It's George Bush In '92 - If ...

A UNITED STATES victory in Iraq will inevitably affect the outcome of the 1992 presidential election. Unless the victory is perceived by the public to have been too costly, George Bush will remain as he is now, a very popular president, and very likely to be swept back into office. A Panama or a Granada has only a short-lived political impact. But this confrontation in the Gulf has reached ``big-war'' proportions, with all Americans caught up in its progress. Even if it ends successfully within a few more weeks, it will dominate the thinking of voters through the next election.

George Bush was relatively unknown to many people when he was elected in 1988. With a major war victory under his belt he definitely will be a ``somebody,'' a somebody that potential Democratic candidates will be slow to take on.

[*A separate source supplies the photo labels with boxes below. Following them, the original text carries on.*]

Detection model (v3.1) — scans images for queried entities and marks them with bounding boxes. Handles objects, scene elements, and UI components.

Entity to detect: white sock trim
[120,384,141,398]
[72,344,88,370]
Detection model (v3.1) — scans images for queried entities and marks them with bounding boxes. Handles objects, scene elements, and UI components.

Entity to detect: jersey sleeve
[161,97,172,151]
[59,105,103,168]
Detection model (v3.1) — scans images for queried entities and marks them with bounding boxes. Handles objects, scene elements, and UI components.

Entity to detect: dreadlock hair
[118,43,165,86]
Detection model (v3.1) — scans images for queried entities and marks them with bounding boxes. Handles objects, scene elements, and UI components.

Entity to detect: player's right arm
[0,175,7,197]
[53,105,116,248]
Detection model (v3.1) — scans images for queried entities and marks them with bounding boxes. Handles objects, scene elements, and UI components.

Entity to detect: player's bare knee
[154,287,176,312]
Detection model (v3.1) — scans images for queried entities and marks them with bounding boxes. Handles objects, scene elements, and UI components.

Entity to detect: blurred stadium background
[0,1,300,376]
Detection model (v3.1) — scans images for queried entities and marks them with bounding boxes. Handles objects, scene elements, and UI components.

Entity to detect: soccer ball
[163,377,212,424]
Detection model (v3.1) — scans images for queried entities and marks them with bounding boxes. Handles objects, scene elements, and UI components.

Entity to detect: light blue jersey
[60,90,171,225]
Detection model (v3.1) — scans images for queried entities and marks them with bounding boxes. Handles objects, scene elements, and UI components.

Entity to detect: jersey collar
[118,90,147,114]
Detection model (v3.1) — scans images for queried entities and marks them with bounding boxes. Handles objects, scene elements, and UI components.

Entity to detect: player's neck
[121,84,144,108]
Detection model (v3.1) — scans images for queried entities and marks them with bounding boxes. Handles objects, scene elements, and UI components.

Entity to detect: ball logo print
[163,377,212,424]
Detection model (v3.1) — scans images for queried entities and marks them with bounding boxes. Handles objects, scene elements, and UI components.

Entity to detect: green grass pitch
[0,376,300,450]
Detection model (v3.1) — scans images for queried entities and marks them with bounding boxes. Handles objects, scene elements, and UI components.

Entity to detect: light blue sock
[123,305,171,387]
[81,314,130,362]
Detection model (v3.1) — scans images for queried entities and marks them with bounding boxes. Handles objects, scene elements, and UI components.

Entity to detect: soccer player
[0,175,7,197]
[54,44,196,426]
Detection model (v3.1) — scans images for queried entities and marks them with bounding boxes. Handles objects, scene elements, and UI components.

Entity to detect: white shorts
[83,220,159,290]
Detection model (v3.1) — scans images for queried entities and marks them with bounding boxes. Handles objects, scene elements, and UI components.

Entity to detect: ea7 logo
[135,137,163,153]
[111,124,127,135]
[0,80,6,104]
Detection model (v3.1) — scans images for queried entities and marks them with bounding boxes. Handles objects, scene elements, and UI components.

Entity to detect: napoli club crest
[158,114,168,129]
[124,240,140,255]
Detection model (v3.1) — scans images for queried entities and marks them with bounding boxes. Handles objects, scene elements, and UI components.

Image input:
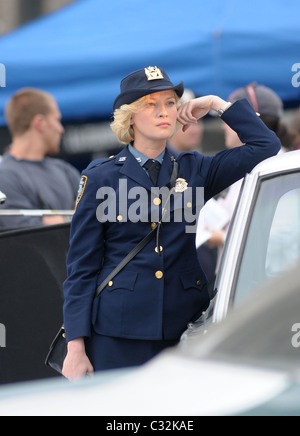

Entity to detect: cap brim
[113,82,184,111]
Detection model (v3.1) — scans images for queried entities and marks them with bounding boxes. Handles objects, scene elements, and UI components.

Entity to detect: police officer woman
[63,67,280,380]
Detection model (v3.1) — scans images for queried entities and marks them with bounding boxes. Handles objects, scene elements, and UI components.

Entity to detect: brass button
[155,271,164,279]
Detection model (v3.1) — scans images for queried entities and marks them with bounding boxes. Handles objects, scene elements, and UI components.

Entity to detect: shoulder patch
[75,176,87,209]
[87,156,114,170]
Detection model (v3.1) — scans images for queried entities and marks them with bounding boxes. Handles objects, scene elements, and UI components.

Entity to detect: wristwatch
[217,102,232,117]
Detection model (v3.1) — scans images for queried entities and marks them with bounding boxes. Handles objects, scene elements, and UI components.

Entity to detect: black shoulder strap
[95,156,178,298]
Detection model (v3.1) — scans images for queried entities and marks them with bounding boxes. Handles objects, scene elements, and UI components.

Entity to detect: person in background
[0,88,80,230]
[204,83,295,269]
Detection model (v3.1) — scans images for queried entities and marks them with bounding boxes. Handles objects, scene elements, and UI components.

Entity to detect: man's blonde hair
[110,91,179,144]
[5,88,54,136]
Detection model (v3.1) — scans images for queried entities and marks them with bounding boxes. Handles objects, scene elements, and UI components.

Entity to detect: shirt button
[155,271,164,279]
[153,197,161,206]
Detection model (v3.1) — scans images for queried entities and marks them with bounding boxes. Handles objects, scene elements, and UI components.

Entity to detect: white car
[0,151,300,418]
[182,150,300,340]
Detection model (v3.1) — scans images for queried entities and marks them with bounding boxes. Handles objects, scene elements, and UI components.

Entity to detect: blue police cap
[113,67,184,111]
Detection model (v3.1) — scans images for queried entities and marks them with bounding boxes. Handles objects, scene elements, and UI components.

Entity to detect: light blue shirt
[128,144,166,174]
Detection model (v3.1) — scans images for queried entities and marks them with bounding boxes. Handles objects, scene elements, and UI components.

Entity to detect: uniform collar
[115,146,177,191]
[128,144,166,166]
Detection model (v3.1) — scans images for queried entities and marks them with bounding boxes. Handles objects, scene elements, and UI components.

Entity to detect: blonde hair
[5,88,54,136]
[110,91,179,144]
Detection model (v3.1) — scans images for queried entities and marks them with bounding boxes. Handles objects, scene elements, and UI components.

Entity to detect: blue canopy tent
[0,0,300,126]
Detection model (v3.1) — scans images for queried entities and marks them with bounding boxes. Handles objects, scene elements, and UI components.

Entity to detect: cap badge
[145,67,164,80]
[174,179,188,192]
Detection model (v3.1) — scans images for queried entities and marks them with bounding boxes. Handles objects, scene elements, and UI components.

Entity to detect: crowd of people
[0,67,300,380]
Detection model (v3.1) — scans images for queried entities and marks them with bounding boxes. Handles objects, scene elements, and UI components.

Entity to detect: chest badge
[174,179,188,192]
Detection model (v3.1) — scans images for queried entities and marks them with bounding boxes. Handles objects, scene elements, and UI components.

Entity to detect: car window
[234,172,300,305]
[207,265,300,368]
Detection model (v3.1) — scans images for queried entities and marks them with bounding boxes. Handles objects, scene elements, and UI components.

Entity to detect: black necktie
[143,159,161,186]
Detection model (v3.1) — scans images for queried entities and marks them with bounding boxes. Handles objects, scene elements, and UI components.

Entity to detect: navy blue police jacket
[64,100,280,341]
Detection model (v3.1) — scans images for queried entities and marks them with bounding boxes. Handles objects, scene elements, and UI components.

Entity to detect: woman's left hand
[177,95,230,131]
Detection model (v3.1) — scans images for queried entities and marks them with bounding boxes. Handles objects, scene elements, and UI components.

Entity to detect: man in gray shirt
[0,88,80,230]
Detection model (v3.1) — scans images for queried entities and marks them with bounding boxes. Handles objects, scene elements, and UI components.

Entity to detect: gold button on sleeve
[155,271,164,279]
[153,197,161,206]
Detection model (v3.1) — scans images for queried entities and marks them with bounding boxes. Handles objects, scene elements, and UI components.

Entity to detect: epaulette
[86,156,115,170]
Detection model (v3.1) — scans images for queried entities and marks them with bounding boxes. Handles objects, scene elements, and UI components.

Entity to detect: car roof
[251,150,300,176]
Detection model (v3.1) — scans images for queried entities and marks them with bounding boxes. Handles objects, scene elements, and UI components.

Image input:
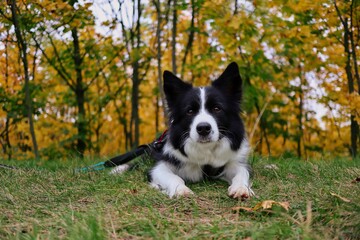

I must add that several new political undercurrents will be active in '92 and years to come, affecting election results in unpredictable ways. I'm talking about the demise of the ``communism issue,'' which fueled the right wing for so many years. Where will the communist haters of yesterday go?

There are many Americans who, like Pat Buchanan, call themselves ``neo-conservatives'' and sound like the isolationists of World War II in their evaluation of the Gulf war as a war that the US should have refrained from entering. But these ``neo-conservatives'' are basically hawkish. Their reservations about this war - and about Bush for taking the US into it - will only surface again if the war drags on with high American casualties. Otherwise, they will be giving their support to Bush in '92.

Then there are the Democrats who were against taking the US into war. They loyally back the troops. But let this confrontation take on the appearance of another Vietnam and they will rise again with vehemence and anger.

Obviously, if the US is fighting a ``no-win'' war in the Gulf a year from now and large shipments of body bags are coming home, the Democrats could field a candidate who might win. Under those circumstances, Bush will be seen by some as a sure one-term president. Indeed, he might go down the way President Lyndon Johnson was rebuffed in 1968 when Johnson, in the face of widespread opposition to the Vietnam war, dropped out of the race for the presidential nomination.

There are Democrats, too, like George McGovern and George Mitchell, who see Bush's political gains from a successful outcome of the war as likely to be short-lived. They contend the recession will occupy the minds of voters - and that the Democrats will be the beneficiaries. A deep recession is difficult for any incumbent president to survive. But the economists I am listening to say this recession won't last long and the economy will likely be on the upturn by the time the next presidential election is fought.

I've made my prediction. I like Bush in '92 - if he is a president who has presided over a relatively quick triumph in the Gulf. If the economy takes a tailspin and holds there, Bush, who is riding high because of the war, is in an excellent position to push forward with a bold, anti-recession program.

Other political currents and cross-currents will affect the way people vote, in ways that are difficult to assess. For one, there is Bush's ``new world order.'' It sounds like he means the US is to play the major role in a rearrangement of power in the world which, as he sees it, will assure a lasting peace. His words remain enigmatic. And their implementation, whatever that may be, depends on success in the Gulf war.

Already dissent is being expressed about the possible import of Bush's global vision - particularly from the neo-conservatives who are reviving the isolationist words of long ago. They don't want the US ``to become the world's policeman.'' Further, many Democrats, especially those who voted against the war resolution, are opposed to heavy US involvement in reordering the world. Their leaders are saying the US should look inward and take care of its many domestic problems. They sound like the Republicans I grew up with.

But, short range, a victorious George Bush breaks through these imponderables and wins again.